Antoine Dauvergne
à Versailles
Versailles consacre ses Grandes Journées à Antoine Dauvergne, soulignant combien le compositeur officiel des règnes de Louis XV et de Louis XVI favorisa avec une clairvoyance et un goût sûr, la métamorphoses des esthétiques musicales à l’époque des Lumières, du Baroque tardif au classicisme et… préromantisme. Les programmes des mois d’octobre et de novembre 2011 montrent cette évolution des styles, parcours fascinant qui mène de Rameau à Dauvergne, puis de Gluck aux prémices romantiques, sans omettre l’essor français du style concertant dont les éclairs virtuoses ont influencé jusqu’à Mozart dans les années 1770.
Concert Gluck, Dauvergne
Samedi 15 octobre 2011 à 20h
Versailles, Opéra Royal
Gluck: Iphigénie en Aulide, 1774
Dauvergne: Polyxène, 1763
Opera Fuoco
David Stern, direction
Polyxène de Dauvergne
4è et ultime partition lyrique de Dauvergne, Polyxène démontre la liberté du musicien dans le traitement du sujet antique: il en défait la trame historique pour mieux réaliser son projet musical. Dauvergne réussit en 1763 à caractériser les figures noire et ténébreuse d’Hécube, du noble et déchirant Télèphe, du tendre et fervent Pyrrhus… Le public remarque la déclamation resserrée intense, expressive; le début de l’ouverture, le chaconne, la tempête, le choeur des désespérés au III; … la volonté d’austérité marqua les esprits, comme il en avait été question dans Hercule mourant (1761), autre opéra révélé à Versailles (voir agenda ci après) : ici point d’airs chantants faciles à fredonner, de thèmes agréables et accessibles voire complaisants…
Dauvergne compose un opéra lugubre et désespéré. Télèphe et Pyrrhus aiment la même femme Polyxène. Cette dernière malgré les agissements de sa mère Hécube, reste sensible à Pyrrhus, pourtant meurtrier de son père Priam… Tous meurtris par des destins tragiques s’abîment en douloureuses plaintes, solitudes aveugles… et c’est finalement le tendre Pyrrhus qui sauve Polyxène.
Aucune légèreté (Louis XV), mais un pathétique néoclassique, sombre et édifiant (Louis XVI). Dauvergne fait une synthèse remarquable entre Rameau et Gluck qui ne créera Iphigénie que 10 années après Polyxène.

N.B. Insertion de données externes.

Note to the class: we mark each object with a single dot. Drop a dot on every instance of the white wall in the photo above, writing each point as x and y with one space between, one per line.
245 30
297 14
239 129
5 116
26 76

Et comme toujours, la musique est en avance sur l’esthétique picturale: Polyxène de Dauvergne annonce les tableaux moraux de David, presque de 20 ans plus tardifs.
Hélas, face à une certaine incompréhension des critiques et des détracteurs dont le partisan Grimm (fervent soutien de l’opéra italien), Polyxène fut retiré de l’affiche après la 18è représentation.
Iphigénie, modèle du sublime pathétique
Avec son ultime opéra, Polyxène (1763), Dauvergne illustre les derniers feux de l’opéra grand genre, même Rameau avec
Les Borréades demeuré non créé à sa mort en 1764, ne fait plus entendre sa voix si moderniste. Quand, directeur de l’Opéra, Dauvergne découvre
Iphigénie en Aulide de Gluck (1773), le Français comprend immédiatement la portée révolutionnaire de la partition de l’Autrichien, favori de la jeune reine Marie-Antoinette.
Le concert met en relief la curiosité de Dauvergne pour la modernité gluckiste. D’ailleurs, le Chevalier venu de Vienne entendait rétablir la véritable tragédie lyrique tout en respectant le modèle de Lully et les valeurs de la cantilène française. Promoteur du ballet pantomime (Don Juan, 1762), réformateur de l’opéra seria (Orfeo ed Euridice, 1763), Gluck apporte en France grâce au soutien de la Reine qui fut son élève à Vienne, la nouvelle forme de l’opéra français des Lumières. En mars 1774, les parisiens découvrent les splendeurs dramatiques du genre régénéré: Marie Antoinette qui n’est encore que dauphine (Louis XV n’est pas encore décédé) applaudit à tout rompre, obligeant les princes à applaudir autant qu’elle: le succès de son favori était ainsi assuré. La déclamation renforcée atteint alors à ce sublime pathétique qui est la dernière expression musicale de Gluck. Même Rousseau hostile, reconnut qu’il était désormais possible de composer un théâtre lyrique dans la langue française.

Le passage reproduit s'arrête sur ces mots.